Originally published by David Coale.
After the 2018 election, an LPCH colleague and I wrote about the potential for renewed interest in “factual sufficiency” review–closely related to “legal sufficiency” review, but placed in the exclusive jurisdiction of the intermediate courts of appeal under the state constitution.
An example appeared in In re C.V.L., where a panel majority reversed the termination of a parent-child relationship in a factual sufficiency review: “[E]vidence that Father used methamphetamines twice during the underlying proceedings and Bonds’ unsubstantiated belief that Father will use drugs again in the future because he used drugs twice in the past is not enough under a factual sufficiency review to permanently deprive Father and child of a relationship when weighed against all of the contrary, uncontroverted evidence presented at trial and the strong presumption that a child’s best interests are served by maintaining the parent–child relationship.”

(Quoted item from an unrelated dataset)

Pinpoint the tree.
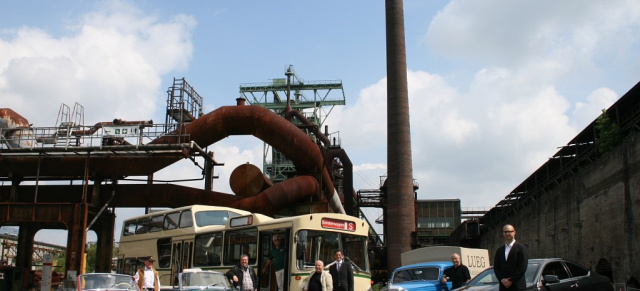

A dissent saw the court of appeals’ role differently: “This case presents important questions regarding an appellate court’s ability to second guess a factfinder’s pivotal credibility determinations in a termination case given the supreme court’s admonition that despite the heightened standard of review in termination cases, courts of appeals must nevertheless still provide due deference to the factfinder’s credibility determinations.” No. 05-19-00506-CV (Dec. 13, 2019, pet. filed) (mem. op.)
Factual sufficiency review in this type of family-law case involves unique issues that may not arise in commercial disputes, but the case is still an important example of how this standard works in practice.